Après son exploitation par des spécialistes d’archéo-hacking, il apparaît que le disque dur retrouvé par mon équipe contient les archives digitales de la revue Entre-Temps, une revue d’histoire active au début des années 2020. Je me permets d’attirer l’attention de mes collègues sur ces archives inédites : elles permettent à mon sens d’ajouter une pièce significative au puzzle de la compréhension des événements survenus au milieu du 21ème siècle, entre la fin du capitalisme tardif et le début de notre ère post-capitaliste.

Je me concentre en particulier sur trois de ces textes, parus durant l’hiver 2021-2022 (d’après les dates mentionnées sur les billets). Les textes sont signés du « laboratoire sauvage de recherches expérimentales Désorceler la finance », un collectif actif aux alentours de la ville de Bruxelles (en plein cœur de l’actuelle Flandrie du Nord). Après recoupement avec d’autres archives de la même période, il apparaît que le collectif recensait 16 membres (artistes, activistes, chercheuses et chercheurs), réunis par leur désir commun de provoquer le « basculement vers un monde post-financier ». Membres dont le parcours individuel s’est perdu dans le tumulte historique du 21ème siècle.

Dans ces trois billets, les membres du laboratoire sauvage Désorceler la finance s’attachent à réaliser ce qu’il faut bien appeler une « archéologie du présent ». Ils se positionnent dans ce qui était pour eux le futur (et qui est pour nous le présent : les années 2100) et mettent en œuvre des techniques historiques, archéologiques et paléontologiques de pointe pour identifier les traces de la bifurcation entre leur époque et la nôtre. Ils développent ainsi une méthode historique pour façonner le futur, que je qualifierais de « rétrofuturiste ». Ces textes font écho à d’autres méthodes similaires, dont mes collègues archéo-hackers ont retrouvé les traces dans des disques durs de part et d’autre de l’océan Atlantique. Je fais référence au mouvement de la « fabulation spéculative » incarné par des chercheuses comme Donna Haraway, Vinciane Despret et d’autres, qui brouilla activement les frontières entre réalité et spéculation dans les années 2010.
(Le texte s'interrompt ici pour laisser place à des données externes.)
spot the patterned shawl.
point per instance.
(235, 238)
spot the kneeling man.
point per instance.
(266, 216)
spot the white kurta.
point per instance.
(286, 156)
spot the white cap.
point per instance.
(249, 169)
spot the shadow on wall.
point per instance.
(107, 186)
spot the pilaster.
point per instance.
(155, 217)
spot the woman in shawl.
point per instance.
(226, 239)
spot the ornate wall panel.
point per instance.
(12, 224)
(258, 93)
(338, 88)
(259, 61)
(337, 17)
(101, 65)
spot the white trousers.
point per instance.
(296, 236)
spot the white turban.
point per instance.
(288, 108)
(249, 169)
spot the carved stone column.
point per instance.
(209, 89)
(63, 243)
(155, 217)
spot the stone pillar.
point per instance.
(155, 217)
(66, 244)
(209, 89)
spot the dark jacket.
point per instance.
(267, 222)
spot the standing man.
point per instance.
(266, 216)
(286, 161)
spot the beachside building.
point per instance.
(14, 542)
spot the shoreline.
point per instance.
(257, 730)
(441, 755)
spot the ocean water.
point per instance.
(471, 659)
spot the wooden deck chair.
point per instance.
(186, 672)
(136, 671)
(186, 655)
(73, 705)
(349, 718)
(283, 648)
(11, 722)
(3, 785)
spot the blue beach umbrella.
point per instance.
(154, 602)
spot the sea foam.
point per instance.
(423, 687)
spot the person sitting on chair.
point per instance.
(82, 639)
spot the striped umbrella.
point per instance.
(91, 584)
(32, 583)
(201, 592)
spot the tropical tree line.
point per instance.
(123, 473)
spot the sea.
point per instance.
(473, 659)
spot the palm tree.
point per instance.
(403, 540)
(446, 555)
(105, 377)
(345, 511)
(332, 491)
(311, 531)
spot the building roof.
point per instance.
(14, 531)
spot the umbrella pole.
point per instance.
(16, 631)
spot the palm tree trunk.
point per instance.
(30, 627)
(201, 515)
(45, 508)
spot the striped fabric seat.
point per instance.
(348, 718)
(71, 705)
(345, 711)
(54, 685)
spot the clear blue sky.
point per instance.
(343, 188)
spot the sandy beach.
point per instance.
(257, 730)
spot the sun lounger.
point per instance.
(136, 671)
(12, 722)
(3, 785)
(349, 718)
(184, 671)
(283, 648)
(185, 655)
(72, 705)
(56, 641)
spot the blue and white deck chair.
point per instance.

En lisant ces trois textes, je demeure frappée par l’acuité de ce qu’il faut bien appeler leurs anticipations historiques. Les pistes envisagées : le développement du blob, l’épisode de spéculation générale ou les rituels magiques, font aujourd’hui partie des principales hypothèses pour expliquer notre bifurcation du capitalisme tardif au siècle dernier. Suivant la conception classique de l’histoire d’après laquelle on fait une histoire des faits qui sont advenus (et pas des faits à venir), on aurait pu penser que ces hypothèses étaient apparues après ladite bifurcation. Pourtant, à la lecture des archives digitales de ce disque dur des années 2020, il semble bien que les analyses historiques publiées dans la revue Entre-Temps aient précédé de plusieurs décennies les événements qu’ils décrivaient. Il semble même que leur but était que ces événements adviennent.

Signé : Tiphaine Montès, dite Tif la Mouche, dite Tif, capitalistologue.